各種スポーツにおける一流アスリートの筋線維組成についての研究が1970~80年代にかけて大いに流行した。とくに陸上競技などは筋の出力特性と競技成績が結びつきやすいため盛んに研究された。若いうちに筋線維組成を調べ、好き勝手な種目を選ぶより、より適性の高い種目を選ぶべきであるというような空気も一部の研究者の間にはあった。「バカを言っちゃ困る。科学の名を借りてそんな横柄なことはやめてくれ」と思ったものだ。どんな一流アスリートでも最初は初心者なのだし、あるスポーツをやってみたらうまく行ったとか、何か感じるところがあったとか、血が騒いだりしたことがそもそもの始まりだと思うのだ。たまたま人に勧められて始めたスポーツがいつの間にか好きになって、どんな苦労があってもなぜか続いてしまったなんてこともあるかもしれない。
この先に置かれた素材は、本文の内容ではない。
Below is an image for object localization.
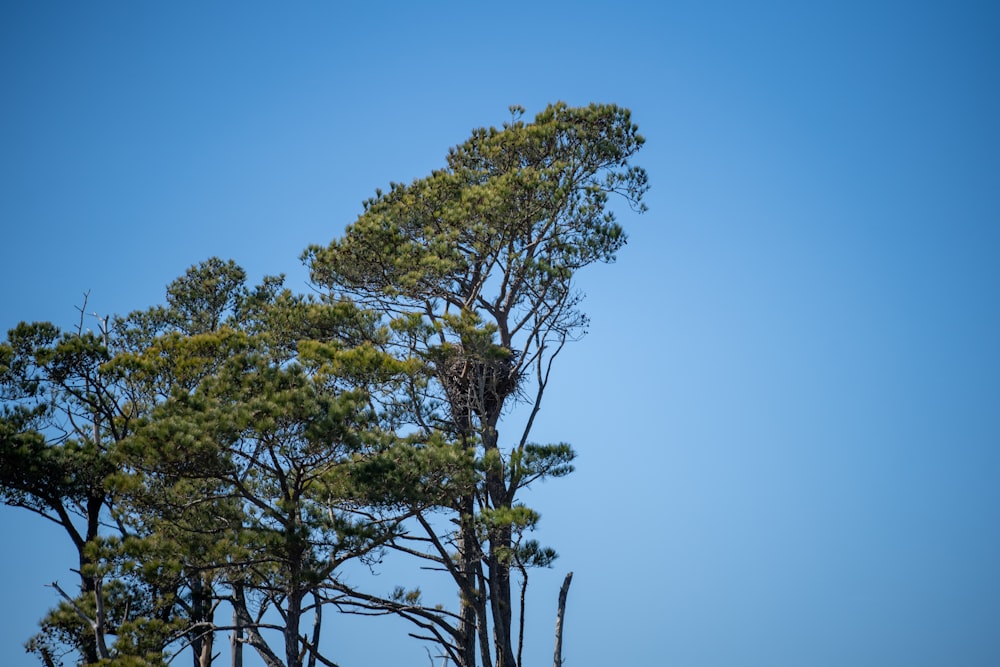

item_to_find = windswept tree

ほぼ“自然選択”で適性のあるスポーツを選んで強くなった人たちの筋線維組成を調べて平均を出したら、たまたま種目ごとの差が生じたというだけのことである。個人間のバラツキは非常に大きいし、筋の出力特性はトレーニングによって多様に変化するものなのだ。スポーツの成績は1つの素質だけで決まるものではない。そして何より種目の選択にいたっては、筋線維組成がどうとかいう以前に個人の自由の問題だ。そこを履き違え“科学原理主義”に陥ってはならない。スポーツ科学の主役は誰かをよく考えてデータや理論の解釈をして行くべきだ。好きな種目をトコトンやればいいじゃないか。向いているのいないのと他人から言われる筋合いはないのだ!
教科書ではない指南書として
さて、スポーツはアスリートだけで成り立っているのではない。これもご存知のことと思う。本書は、さまざまな「裏方」と呼ばれる人たちにスポットを当てたものだ。
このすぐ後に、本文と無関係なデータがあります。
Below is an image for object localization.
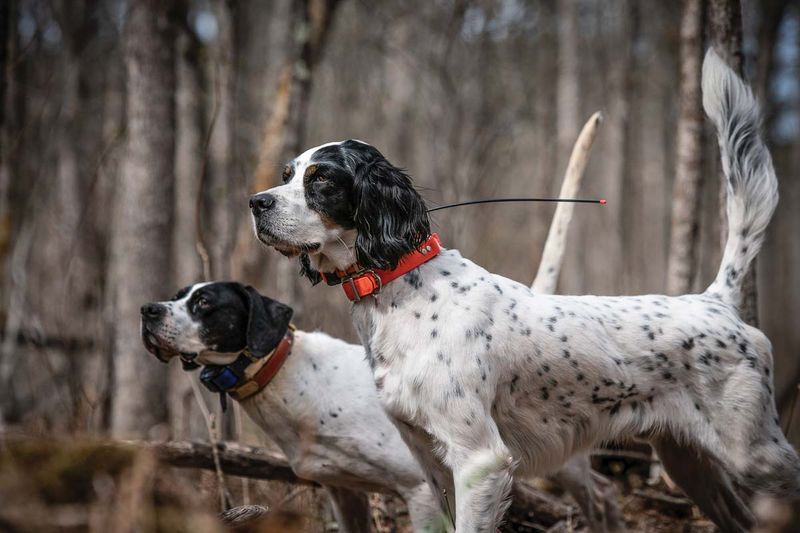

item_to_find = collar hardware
[200,324,295,406]
[322,233,442,302]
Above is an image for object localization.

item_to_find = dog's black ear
[353,147,431,268]
[244,286,294,357]
[300,254,322,285]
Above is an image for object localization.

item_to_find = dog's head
[141,282,292,369]
[250,140,430,282]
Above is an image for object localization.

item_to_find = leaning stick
[531,111,603,294]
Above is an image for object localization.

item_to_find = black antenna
[428,198,606,213]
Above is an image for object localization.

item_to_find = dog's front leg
[325,485,371,533]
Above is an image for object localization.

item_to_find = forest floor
[0,438,715,533]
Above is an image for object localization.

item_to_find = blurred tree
[234,0,339,312]
[109,0,175,436]
[667,0,705,294]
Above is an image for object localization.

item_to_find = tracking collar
[322,233,442,302]
[200,324,295,410]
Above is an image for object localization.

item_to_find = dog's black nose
[140,304,166,318]
[250,192,275,215]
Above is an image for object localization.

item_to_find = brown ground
[0,439,756,533]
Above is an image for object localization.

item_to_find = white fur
[153,283,447,532]
[260,48,800,531]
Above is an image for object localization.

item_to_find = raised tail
[702,49,778,306]
[531,111,603,294]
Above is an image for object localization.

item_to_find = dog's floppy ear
[300,254,322,285]
[353,149,431,268]
[244,285,294,357]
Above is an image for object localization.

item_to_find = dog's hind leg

「スポットライトを浴びるアスリートたちが最高のプレーをするために、人生を賭ける。脇役に徹して、粛々と己の仕事をやり遂げる」人たちのことを裏方という。中には、今まで日本にはなかった職業とか、日本人では初めてその職業に就いた人もいる。既存の制度の有無を問わず、いずれ劣らぬ“クリエーター”ばかりが登場する。
登場人物の誰もが“好きで”自身の仕事を選び、独自の工夫を凝らしながら仕事にいそしんでいる。アスリートたちにとって、なくてはならない役割を担い業務を超えて己を律するその姿は、立場こそ裏方ではあるけれども表とか裏とかの区別を超えた存在として輝いている。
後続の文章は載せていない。